# How do you differentiate f(x)= ( 4- 3 secx )/ (3x + 1)  using the quotient rule?

Sep 7, 2016

$f ' \left(x\right) = \frac{- 9 x \tan x \sec x - 3 \tan x \sec x - 12 + 9 \sec x}{9 {x}^{2} + 6 x + 1}$

#### Explanation:

Let's start by finding the derivative of the numerator, since it is somewhat complex and we will need it to apply the quotient rule.

$\frac{d}{\mathrm{dx}} \left(4 - 3 \sec x\right) = \frac{d}{\mathrm{dx}} \left(4\right) - \frac{d}{\mathrm{dx}} \left(\frac{3}{\cos} x\right) = 0 - \frac{0 \times \cos x - \left(- \sin x \times 3\right)}{\cos} ^ 2 x = - \frac{3 \sin x}{\cos} ^ 2 x = - 3 \tan x \sec x$

We can now go on with the quotient rule on $f \left(x\right)$.

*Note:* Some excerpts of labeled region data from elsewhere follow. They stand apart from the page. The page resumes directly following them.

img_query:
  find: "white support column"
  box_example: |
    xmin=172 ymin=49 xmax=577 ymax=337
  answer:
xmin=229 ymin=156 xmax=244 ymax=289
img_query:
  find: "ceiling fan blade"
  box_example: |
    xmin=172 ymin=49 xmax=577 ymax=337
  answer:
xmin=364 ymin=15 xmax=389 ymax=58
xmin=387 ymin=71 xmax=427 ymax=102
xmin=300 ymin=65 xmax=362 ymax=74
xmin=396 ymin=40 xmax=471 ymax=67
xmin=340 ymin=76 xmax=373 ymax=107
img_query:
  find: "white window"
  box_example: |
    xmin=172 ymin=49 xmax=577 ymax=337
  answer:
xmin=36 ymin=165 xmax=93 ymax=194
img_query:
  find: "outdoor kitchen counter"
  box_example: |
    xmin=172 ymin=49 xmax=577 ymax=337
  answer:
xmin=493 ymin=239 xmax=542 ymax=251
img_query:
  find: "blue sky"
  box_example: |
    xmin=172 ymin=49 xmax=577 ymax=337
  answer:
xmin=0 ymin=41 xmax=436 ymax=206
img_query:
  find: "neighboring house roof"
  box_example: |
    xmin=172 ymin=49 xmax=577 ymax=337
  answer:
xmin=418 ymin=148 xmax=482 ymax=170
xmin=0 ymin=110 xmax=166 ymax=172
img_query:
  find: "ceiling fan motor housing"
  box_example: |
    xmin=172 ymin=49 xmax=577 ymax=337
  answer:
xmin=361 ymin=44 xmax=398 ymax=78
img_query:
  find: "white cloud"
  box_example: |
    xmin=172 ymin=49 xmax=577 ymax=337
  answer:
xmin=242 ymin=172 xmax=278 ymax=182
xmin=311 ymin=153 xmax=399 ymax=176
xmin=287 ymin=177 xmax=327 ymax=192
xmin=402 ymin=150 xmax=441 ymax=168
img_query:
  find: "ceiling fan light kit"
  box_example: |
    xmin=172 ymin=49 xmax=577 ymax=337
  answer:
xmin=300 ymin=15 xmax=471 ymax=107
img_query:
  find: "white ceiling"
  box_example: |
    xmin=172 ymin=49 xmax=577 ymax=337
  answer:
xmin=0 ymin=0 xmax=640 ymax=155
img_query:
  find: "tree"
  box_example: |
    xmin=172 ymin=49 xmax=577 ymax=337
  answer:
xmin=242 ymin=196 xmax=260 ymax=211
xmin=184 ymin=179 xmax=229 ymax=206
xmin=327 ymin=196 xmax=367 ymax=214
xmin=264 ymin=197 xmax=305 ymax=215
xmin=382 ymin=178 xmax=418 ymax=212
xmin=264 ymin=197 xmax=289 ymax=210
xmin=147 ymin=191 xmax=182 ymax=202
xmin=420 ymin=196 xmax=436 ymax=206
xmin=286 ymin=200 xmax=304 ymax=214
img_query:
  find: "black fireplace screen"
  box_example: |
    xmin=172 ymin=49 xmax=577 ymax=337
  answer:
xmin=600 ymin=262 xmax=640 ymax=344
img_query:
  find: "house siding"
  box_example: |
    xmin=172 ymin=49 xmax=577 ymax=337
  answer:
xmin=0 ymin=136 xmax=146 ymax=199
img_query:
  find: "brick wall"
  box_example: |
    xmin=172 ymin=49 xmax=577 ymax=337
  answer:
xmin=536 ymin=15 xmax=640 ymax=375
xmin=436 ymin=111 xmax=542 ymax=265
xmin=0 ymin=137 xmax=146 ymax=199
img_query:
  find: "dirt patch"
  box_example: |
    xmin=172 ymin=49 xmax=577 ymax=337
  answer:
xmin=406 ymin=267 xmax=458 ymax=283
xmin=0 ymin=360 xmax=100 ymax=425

$f ' \left(x\right) = \frac{- 3 \tan x \sec x \left(3 x + 1\right) - 3 \left(4 - 3 \sec x\right)}{3 x + 1} ^ 2$

$f ' \left(x\right) = \frac{- 9 x \tan x \sec x - 3 \tan x \sec x - 12 + 9 \sec x}{9 {x}^{2} + 6 x + 1}$

Hopefully this helps!